Potential mitochondrial targets and improvement of ALI via the NLRP3 inflammasome
Autophagy selectively clears damaged mitochondria, which negatively regulates mtROS production and inflammasome activation [83]. The regulation of autophagy in LPS-induced ALI was found to be worsened by a faulty FUNDC1 gene, which encodes a mitochondrial outer membrane protein, as shown by significant elevations in ROS, NLRP3, caspase-1 and inflammatory markers, along with significant inhibition of autophagy in lung tissue [84]. Sestrin2 (sesn2) showed the same phenomenon: knockdown of sesn2 led to upregulated mtROS expression levels and inhibition of mitochondrial autophagy [85]. Thus, lung cell pyroptosis appears to result from excessive promotion of NLRP3 inflammasome activation. These studies also demonstrated that FUNDC1 and Sestrin2 mediate mitochondrial autophagy and are vital for the modulation of mtROS, which might represent a viable therapy for ALI. Additionally, ROS cause elevated levels of lipid peroxides, possibly leading to iron-dependent death, which is mainly characterized by increased membrane density and rupture, and mitochondrial atrophy [86]. Expression of the iron death biomarker GPX4 was decreased, while expression of prostaglandin endoperoxidase synthase 2 (PTGS2) was increased, in ALI [87, 88]. Furthermore, mitochondrial acetaldehyde dehydrogenase 2 (ALDH2) expression inhibited iron-dependent death and pyroptosis, exerting a protective effect against ALI [89]. Clearly, iron-dependent cell death is involved in the ALI process. Sirtuin-3 (SIRT3), a mitochondrial NAD + deacetylase, plays a key role in inflammation regulation and lung injury. Pro-inflammatory factors are major players in ALI and are important treatment targets [67]. PKR acts as a stressor for mt-dsRNAs, its activation significantly increases the expression of IL-1β and high mobility group box-1 protein (HMGB1) [90], and it interacts with NLRP3 to activate the NLRP3 inflammasome [91]. These functions suggest inhibition of PKR expression as a potential strategy for the treatment of ALI. SIRT3 deficiency disrupted mitochondrial redox homeostasis, activating the NLRP3 inflammasome and leading to inflammation. While administration of the SIRT3 activator viniferin can attenuate ALI in wild-type mice, it is not effective in SIRT3-deficient mice [92]. Therefore, PKR has a role in the development of ALI, either by mediating mitochondrial autophagy or regulating the expression of PTGS2, SIRT3, or PKR, and it is expected to be a key target in the treatment of ALI.

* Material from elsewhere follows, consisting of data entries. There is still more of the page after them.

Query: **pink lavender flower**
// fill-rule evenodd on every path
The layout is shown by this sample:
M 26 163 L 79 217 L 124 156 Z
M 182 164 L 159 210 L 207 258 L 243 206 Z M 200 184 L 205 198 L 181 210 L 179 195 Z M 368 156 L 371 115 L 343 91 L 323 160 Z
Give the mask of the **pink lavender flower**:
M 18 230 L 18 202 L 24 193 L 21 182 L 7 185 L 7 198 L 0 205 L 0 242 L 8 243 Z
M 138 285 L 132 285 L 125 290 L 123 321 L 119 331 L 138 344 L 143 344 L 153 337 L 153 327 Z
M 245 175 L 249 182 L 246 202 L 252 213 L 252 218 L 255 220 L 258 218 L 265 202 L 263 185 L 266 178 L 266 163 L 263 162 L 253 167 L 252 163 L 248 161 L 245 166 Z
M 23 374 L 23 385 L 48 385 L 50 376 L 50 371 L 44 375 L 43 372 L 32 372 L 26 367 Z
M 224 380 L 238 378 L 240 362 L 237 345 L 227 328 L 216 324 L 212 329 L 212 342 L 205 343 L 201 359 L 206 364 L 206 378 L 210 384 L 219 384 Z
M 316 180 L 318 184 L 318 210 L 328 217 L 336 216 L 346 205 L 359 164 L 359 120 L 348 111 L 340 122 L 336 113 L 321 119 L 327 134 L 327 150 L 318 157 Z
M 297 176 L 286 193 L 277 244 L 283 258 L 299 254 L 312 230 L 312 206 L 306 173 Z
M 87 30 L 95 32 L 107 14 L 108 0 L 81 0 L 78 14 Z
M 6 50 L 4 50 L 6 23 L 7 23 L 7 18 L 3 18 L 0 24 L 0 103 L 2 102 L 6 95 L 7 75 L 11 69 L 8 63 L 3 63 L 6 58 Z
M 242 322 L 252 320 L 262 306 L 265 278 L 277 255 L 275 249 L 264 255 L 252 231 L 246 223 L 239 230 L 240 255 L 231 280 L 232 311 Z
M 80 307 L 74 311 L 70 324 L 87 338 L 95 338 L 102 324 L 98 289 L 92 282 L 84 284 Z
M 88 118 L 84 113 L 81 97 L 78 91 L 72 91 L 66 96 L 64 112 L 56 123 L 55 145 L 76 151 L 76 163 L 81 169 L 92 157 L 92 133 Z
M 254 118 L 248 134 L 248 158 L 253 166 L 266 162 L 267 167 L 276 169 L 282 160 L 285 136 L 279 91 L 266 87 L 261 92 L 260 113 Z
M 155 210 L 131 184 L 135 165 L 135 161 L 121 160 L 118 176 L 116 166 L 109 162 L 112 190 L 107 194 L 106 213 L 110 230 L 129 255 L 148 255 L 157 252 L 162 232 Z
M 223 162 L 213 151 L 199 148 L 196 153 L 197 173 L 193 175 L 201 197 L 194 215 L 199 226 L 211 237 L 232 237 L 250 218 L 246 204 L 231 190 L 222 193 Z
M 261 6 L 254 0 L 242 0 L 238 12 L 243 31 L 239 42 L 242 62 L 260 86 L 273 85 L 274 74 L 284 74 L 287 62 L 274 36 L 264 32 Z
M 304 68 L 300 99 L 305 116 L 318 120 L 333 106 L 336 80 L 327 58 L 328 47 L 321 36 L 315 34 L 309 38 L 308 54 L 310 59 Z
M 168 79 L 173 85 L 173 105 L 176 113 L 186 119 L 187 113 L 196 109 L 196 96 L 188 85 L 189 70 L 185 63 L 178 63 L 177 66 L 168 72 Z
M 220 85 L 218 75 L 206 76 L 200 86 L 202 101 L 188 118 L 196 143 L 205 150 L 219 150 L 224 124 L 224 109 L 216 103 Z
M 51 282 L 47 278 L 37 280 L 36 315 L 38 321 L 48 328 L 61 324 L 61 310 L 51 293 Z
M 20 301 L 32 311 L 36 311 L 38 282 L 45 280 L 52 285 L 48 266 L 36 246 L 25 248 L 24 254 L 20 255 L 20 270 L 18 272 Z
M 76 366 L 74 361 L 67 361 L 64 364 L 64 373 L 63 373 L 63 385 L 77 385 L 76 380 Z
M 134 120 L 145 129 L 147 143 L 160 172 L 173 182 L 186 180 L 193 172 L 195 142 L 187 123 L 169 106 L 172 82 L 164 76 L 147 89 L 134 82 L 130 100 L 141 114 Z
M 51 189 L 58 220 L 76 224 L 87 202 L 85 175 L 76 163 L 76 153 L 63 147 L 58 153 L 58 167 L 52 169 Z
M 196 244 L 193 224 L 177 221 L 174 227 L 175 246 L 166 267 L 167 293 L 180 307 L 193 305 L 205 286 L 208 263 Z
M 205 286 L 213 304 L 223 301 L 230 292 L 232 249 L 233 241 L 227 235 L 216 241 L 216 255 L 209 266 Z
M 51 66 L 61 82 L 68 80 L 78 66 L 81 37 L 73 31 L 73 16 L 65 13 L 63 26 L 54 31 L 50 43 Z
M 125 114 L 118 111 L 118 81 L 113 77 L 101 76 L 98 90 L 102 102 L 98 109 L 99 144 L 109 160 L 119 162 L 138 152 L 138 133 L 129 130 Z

Role of mitochondrial stress and the NLRP3 inflammasome in pulmonary fibrosis
Pathogenic characteristics of pulmonary fibrosis
Pulmonary fibrosis manifests as fibroblast proliferation and massive extracellular matrix aggregation, with inflammatory injury and tissue structural damage [102]. Because the etiology is absent in the vast majority of patients with pulmonary fibrosis, the most prevalent form of which is idiopathic pulmonary fibrosis, the condition is known as idiopathic interstitial pneumonia. Currently, there is no effective treatment and a high mortality rate for idiopathic pulmonary fibrosis [103]. We must urgently elucidate the pathophysiologic mechanisms and seek effective therapeutic drugs.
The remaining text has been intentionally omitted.